Our library can also be used on more complicated molecules, for example Brevetoxin:

$ irb
irb(main):001:0> require 'inchi'
./inchi.rb:3:Warning: require_gem is obsolete.  Use gem instead.
/usr/local/lib/ruby/gems/1.8/gems/rcdk-0.3.0/lib/rcdk/java.rb:26:Warning: require_gem is obsolete.  Use gem instead.
=> true
irb(main):002:0> include InChI
=> Object
irb(main):003:0> inchi='InChI=1/C49H70O13/c1-26-17-36-39(22-45(52)58-36)57-44-21-38-40(62-48(44,4)23-26)18-28(3)46-35(55-38)11-7-6-10-31-32(59-46)12-8-14-34-33(54-31)13-9-15-43-49(5,61-34)24-42-37(56-43)20-41-47(60-42)30(51)19-29(53-41)16-27(2)25-50/h6-8,14,25-26,28-44,46-47,51H,2,9-13,15-24H2,1,3-5H3/b7-6-,14-8-' #brevetoxin a
=> "InChI=1/C49H70O13/c1-26-17-36-39(22-45(52)58-36)57-44-21-38-40(62-48(44,4)23-26)18-28(3)46-35(55-38)11-7-6-10-31-32(59-46)12-8-14-34-33(54-31)13-9-15-43-49(5,61-34)24-42-37(56-43)20-41-47(60-42)30(51)19-29(53-41)16-27(2)25-50/h6-8,14,25-26,28-44,46-47,51H,2,9-13,15-24H2,1,3-5H3/b7-6-,14-8-"
irb(main):004:0> inchi_to_png inchi, 'brevetoxin.png', 300, 200
=> nil

This produces the following image:

Conclusions

While our library could certainly be improved, it solves what otherwise would be a very difficult problem conveniently. Areas for further work include error handling and improving the appearance of the images (the latter is the aim of Firefly). Despite the fact that three programming languages are used (Ruby, C++, and Java), this complexity is neatly encapsulated behind a simple Ruby interface.
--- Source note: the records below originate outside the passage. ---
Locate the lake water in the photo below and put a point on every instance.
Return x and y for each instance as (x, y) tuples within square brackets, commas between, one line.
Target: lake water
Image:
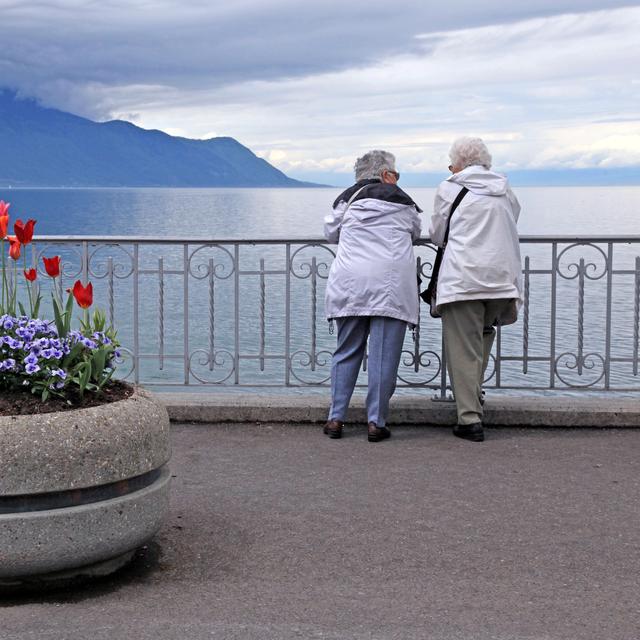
[(264, 213), (298, 213)]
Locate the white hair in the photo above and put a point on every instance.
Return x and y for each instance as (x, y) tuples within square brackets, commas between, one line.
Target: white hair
[(372, 164), (466, 152)]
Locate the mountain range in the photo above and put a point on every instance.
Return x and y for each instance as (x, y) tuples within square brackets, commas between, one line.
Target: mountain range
[(43, 147)]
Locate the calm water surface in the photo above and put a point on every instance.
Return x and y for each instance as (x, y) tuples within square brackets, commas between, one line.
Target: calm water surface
[(265, 213), (298, 213)]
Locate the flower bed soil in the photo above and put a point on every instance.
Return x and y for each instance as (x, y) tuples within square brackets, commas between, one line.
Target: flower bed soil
[(25, 403)]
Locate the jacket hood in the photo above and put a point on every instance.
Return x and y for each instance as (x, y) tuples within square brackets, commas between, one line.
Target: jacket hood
[(481, 181)]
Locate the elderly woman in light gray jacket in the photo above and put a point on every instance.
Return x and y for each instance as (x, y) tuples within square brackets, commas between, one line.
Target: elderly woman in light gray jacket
[(372, 287), (480, 281)]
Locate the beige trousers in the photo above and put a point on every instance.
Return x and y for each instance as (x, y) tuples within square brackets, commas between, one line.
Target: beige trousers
[(468, 338)]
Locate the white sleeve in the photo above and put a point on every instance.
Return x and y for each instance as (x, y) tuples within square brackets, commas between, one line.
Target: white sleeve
[(416, 230), (438, 224), (333, 223)]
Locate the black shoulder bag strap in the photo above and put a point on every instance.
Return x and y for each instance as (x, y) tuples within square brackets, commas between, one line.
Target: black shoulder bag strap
[(429, 294)]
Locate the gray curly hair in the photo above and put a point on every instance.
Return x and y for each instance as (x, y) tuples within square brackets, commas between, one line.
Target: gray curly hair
[(372, 164), (466, 152)]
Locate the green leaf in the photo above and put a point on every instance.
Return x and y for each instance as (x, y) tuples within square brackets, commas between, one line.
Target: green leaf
[(98, 363), (72, 355)]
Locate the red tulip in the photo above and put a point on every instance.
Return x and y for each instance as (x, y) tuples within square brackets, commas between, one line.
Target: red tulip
[(52, 266), (24, 231), (83, 295), (14, 248), (4, 218)]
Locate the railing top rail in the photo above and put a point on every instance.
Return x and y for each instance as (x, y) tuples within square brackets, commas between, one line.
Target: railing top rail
[(304, 240)]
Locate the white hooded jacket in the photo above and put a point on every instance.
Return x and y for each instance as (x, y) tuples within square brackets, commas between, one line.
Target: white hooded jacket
[(374, 272), (482, 258)]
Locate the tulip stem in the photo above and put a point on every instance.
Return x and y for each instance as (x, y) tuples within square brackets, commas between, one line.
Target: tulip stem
[(4, 277)]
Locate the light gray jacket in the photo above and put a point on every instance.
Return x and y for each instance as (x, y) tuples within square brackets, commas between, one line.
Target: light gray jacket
[(374, 272), (482, 258)]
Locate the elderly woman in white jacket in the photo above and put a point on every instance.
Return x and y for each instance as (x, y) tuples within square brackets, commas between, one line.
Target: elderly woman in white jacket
[(480, 282), (372, 287)]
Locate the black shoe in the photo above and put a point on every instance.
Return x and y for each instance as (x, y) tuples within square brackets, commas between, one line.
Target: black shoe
[(333, 429), (376, 433), (473, 432)]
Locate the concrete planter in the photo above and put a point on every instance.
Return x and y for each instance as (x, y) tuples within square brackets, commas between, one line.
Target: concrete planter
[(81, 490)]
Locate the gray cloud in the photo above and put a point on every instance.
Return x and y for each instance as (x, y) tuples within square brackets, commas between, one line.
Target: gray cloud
[(84, 55)]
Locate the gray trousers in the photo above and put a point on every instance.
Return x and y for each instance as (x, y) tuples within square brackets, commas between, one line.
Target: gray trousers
[(386, 336), (468, 338)]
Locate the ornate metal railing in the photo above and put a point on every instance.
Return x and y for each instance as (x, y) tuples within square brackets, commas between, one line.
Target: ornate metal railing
[(250, 312)]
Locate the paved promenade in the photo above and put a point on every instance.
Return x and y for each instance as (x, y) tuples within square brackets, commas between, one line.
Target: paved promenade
[(277, 532)]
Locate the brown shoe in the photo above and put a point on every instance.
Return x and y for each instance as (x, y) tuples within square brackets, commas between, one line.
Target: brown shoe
[(377, 433), (333, 428)]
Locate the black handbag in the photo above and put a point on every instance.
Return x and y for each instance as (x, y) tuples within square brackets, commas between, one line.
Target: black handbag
[(429, 294)]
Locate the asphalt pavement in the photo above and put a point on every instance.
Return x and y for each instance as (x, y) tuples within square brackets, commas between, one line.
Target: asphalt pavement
[(277, 532)]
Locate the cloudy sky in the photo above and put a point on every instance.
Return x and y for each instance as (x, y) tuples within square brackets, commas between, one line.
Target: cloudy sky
[(312, 85)]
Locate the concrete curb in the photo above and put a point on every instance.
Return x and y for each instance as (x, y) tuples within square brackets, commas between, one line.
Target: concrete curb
[(419, 410)]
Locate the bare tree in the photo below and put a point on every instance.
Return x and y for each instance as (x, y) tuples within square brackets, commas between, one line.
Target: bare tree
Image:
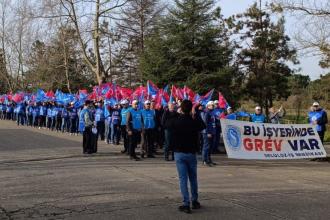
[(3, 54), (82, 14), (138, 19), (313, 36)]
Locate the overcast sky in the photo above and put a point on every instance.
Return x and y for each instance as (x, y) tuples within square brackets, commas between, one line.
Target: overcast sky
[(308, 64)]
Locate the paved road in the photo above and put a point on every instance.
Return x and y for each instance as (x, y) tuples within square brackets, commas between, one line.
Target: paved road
[(44, 176)]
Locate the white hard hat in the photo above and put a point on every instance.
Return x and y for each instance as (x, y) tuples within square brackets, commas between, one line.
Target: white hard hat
[(316, 104), (210, 103), (124, 102)]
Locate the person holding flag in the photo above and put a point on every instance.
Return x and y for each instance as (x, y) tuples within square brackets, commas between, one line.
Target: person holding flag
[(123, 124), (49, 116), (258, 117), (134, 128), (73, 115), (99, 119), (29, 110), (318, 116), (169, 113), (148, 132), (231, 115), (209, 135), (107, 122), (115, 124), (35, 114), (42, 115)]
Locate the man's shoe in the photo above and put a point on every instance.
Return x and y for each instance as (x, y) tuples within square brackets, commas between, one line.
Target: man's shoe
[(195, 205), (213, 163), (185, 209), (207, 164), (135, 158)]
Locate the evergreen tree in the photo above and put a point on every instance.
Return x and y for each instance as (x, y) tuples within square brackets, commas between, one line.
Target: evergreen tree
[(191, 46), (265, 56)]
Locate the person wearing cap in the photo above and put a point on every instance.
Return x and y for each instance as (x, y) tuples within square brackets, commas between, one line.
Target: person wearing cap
[(35, 115), (65, 119), (218, 112), (231, 115), (58, 123), (169, 113), (85, 126), (115, 124), (148, 132), (107, 122), (123, 115), (3, 111), (42, 115), (99, 119), (49, 116), (54, 115), (275, 115), (209, 134), (258, 117), (134, 128), (318, 116), (29, 110), (73, 114), (185, 128), (21, 119)]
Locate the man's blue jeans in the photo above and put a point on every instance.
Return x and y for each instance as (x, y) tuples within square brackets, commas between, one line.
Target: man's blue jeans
[(186, 164), (206, 148)]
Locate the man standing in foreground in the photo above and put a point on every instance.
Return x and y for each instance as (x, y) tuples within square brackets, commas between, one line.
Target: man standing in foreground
[(185, 129), (85, 125), (134, 127), (318, 116)]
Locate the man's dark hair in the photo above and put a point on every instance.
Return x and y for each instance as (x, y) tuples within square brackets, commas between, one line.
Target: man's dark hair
[(88, 102), (186, 106)]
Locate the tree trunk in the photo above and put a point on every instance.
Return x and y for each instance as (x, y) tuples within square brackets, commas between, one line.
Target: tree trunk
[(66, 62)]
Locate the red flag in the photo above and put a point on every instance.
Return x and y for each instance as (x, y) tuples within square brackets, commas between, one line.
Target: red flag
[(177, 93), (188, 93), (50, 94), (110, 93), (222, 101), (125, 92)]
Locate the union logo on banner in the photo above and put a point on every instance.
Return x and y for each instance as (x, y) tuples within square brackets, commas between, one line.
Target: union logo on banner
[(233, 137)]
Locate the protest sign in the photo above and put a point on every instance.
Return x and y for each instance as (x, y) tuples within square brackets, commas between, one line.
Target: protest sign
[(247, 140)]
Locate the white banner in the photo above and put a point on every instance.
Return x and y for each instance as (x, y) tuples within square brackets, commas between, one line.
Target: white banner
[(247, 140)]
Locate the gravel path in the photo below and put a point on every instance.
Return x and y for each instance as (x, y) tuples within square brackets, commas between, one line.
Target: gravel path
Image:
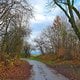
[(41, 72)]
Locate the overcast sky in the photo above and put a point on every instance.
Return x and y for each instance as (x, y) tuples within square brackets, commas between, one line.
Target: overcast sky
[(42, 16)]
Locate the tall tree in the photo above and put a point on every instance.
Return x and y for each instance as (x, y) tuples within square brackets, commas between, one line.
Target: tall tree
[(70, 15)]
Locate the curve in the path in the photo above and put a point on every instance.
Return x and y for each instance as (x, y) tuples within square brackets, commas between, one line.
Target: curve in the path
[(41, 72)]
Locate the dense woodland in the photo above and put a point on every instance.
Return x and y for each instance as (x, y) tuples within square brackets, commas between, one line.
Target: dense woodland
[(13, 28), (60, 39)]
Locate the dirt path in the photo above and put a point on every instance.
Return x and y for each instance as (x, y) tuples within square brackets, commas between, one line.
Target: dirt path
[(41, 72)]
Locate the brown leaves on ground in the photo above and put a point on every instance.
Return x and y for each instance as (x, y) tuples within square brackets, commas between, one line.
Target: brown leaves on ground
[(19, 71), (69, 68)]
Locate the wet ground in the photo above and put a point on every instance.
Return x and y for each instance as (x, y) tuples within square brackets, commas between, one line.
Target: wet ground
[(41, 72)]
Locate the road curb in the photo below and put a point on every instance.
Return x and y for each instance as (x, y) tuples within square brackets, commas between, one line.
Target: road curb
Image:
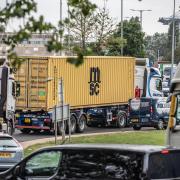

Given a molecule with no 2D coordinates, how would you render a human-readable view? This problem arises in many situations, but most commonly in the context of interpreting line notations such as IUPAC nomenclature, SMILES, or InChI. Whatever the solution you come up with, you'll come face-to-face with the structure diagram generation (SDG) problem.

Generating 2D molecular coordinates is a fundamental (and remarkably difficult) problem in cheminformatics. Discussions in the primary literature date back to at least the 1970s with Chemical Abstract Service's pioneering large-scale efforts. A recent article from Chemical Computing Group (CCG) described the design and implementation of an advanced SDG system. To my knowledge, the only open source implementation of an SDG system is found in the Chemistry Development Kit, and by extension Ruby CDK.

The SDG problem plays an important role in the aesthetics of chemical structure diagrams, as mentioned by two readers. To render a molecule aesthetically, 2D coordinates must minimize confusing atom overlaps, unconventional orientations, and unusual bond angles.

The role of SDG in cheminformatics can only continue to increase in importance, especially as more and more structures are automatically generated through mining the primary literature, the Internet, old PDFs, and other sources. With all of these new computer-generated structures will come the need to make them readily understandable to a chemist through SDG.